To stop corruption, address the accounting hitches in counties

A section of governors who attended the Fifth Devolution Conference at Kakamega High School on April 24, 2018. PHOTO | ISAAC WALE | NATION MEDIA GROUP

What you need to know:

  • Worse, county treasuries were not disbursing the money back to the hospitals on time.
  • Many level 5 hospitals found themselves suffering crippling cash flow issues.

  • Inability to raise adequate local taxes and licence fees has also been a big problem.

Before the advent of devolution, some of the large hospitals in the countryside were allowed to retain the revenues and fees that they collected and deposit it in their bank accounts.

But things changed as the law — specifically the Public Finance Management Act — required that all user fees and revenues collected by level 5 hospitals be deposited with the respective county treasury.

The hospitals had lost an important source of revenue. Worse, county treasuries were not disbursing the money back to the hospitals on time.

Many level 5 hospitals found themselves suffering crippling cash flow issues. Procurements of supplies became a major problem for them since the Act did not permit them to operate as fully fledged procurement entities that can buy equipment and supplies as and when required.

INNOVATE

The circumstances required governors to innovate.

And, it was the former governor of Kiambu, Mr William Kabogo, who was the first to come out with a way around the straitjacket which county governments found themselves even as they struggled to comply with the dictates of the Act.

Kabogo initiated the passing by the local assembly of the Kiambu Health Services Bill, which allowed Thika Level 5 Hospital to operate as an autonomous procurement entity and retain revenues collected from user fees.

Clearly, devolution could work much better if governors were to think outside the box.

DELAYS

The constant and perennial whining from governors over delays in disbursement of funds by the National Treasury is just but an exercise in responsibility aversion. Governors have not demonstrated that they can use the resources available to them optimally.

Yet when you take a broad view of the public finance space, the inescapable conclusion is that the performance of the National Treasury in terms of the speed of disbursement of county funds is not likely to improve dramatically any time soon. Indeed, the National Treasury has major and intractable cash management issues whose sustainable solutions it is yet to find.
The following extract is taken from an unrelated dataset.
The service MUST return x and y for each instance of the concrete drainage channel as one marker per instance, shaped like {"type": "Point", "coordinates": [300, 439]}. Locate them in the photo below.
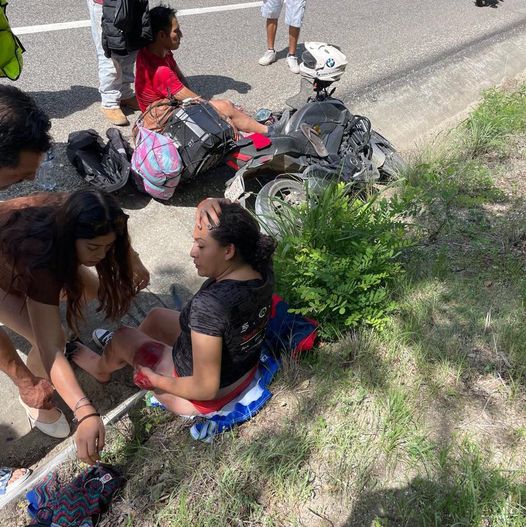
{"type": "Point", "coordinates": [405, 110]}
{"type": "Point", "coordinates": [68, 452]}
Without a doubt, slow disbursement of funds from the centre has been a major problem. The governors who will make a difference in the lives of the people are those who innovate and make the best of the funds they receive.

LOCAL TAXES

Inability to raise adequate local taxes and licence fees has also been a big problem.
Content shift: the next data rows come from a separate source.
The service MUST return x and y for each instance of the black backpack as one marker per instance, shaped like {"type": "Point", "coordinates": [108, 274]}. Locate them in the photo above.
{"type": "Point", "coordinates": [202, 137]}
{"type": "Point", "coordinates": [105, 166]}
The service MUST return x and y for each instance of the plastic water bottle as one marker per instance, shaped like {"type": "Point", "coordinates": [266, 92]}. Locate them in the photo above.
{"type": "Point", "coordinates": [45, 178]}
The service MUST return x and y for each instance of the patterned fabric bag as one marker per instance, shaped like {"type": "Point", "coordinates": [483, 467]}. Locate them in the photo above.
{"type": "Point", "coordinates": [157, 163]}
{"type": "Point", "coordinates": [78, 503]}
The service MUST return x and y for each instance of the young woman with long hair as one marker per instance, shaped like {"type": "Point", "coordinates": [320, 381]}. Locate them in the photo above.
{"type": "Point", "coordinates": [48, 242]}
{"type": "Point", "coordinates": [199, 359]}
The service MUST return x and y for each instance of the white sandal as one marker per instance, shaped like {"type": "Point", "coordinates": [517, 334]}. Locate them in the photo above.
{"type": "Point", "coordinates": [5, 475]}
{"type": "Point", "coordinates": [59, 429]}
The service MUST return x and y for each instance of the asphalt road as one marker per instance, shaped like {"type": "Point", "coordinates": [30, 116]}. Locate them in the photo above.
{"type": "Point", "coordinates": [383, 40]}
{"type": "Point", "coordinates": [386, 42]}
But what comes out clearly from successive Auditor-General’s reports is that an even bigger problem for counties is poor standards of accounting for the funds disbursed and spent.

Of late, a good number of counties have been engaging in unsustainable borrowing from commercial banks. I would like to see governors seek technical assistance from donors and partners to allow them to adopt proper and working accounting systems.
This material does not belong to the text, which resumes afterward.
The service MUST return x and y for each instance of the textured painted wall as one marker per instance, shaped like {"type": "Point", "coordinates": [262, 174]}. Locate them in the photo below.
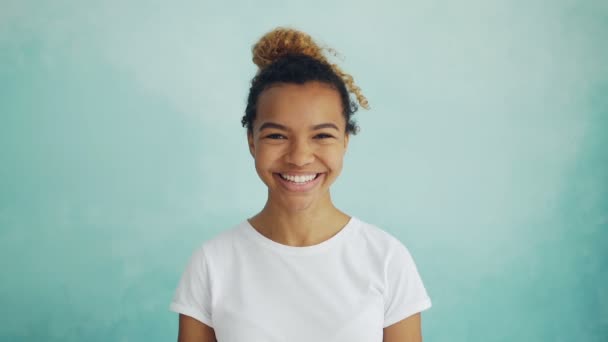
{"type": "Point", "coordinates": [484, 152]}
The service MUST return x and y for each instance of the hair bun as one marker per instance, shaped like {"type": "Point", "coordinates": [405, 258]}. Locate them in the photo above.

I wait to see the time when governors with a solid background in accounting and finance — such as Kakamega’s Wycliff Oparanya and Ndiritu Muriithi of Laikipia — will come out to lead the rest in negotiating changes to the PFM Act to modernise and improve standards of accounting in the counties.

TOTAL MESS

The truth of the matter is that accounting standards and reporting at the county level are in a total mess. Counties are stuck in the antiquated vote book systems, where even rudimentary things such as double-entry bookkeeping or produce and keep trial balances, statement of assets and liabilities and statements on financial performance are not observed.

Most counties are on IFMIS, the computer system that manages all government finances. Yet it is well known that, in terms of generating information critical to financial management, IFMIS is way inferior compared to the so-called enterprise resource planning systems (ERP), which many corporate entities use nowadays.

WOES

Indeed, the experience with IFMIS has been characterised by a litany of woes, including connectivity challenges and frequent server downtimes.

I want to see the governors debate the feasibility of using ERPs in the counties. If you don’t address the issues of accounting and financial reporting at the county level, corruption will never end.

We must focus strengthening and modernising institutions of accountability. Where are the ideas around county sovereign wealth funds and county state corporations?

Better management of public finances must be the priority of priorities for devolved governments.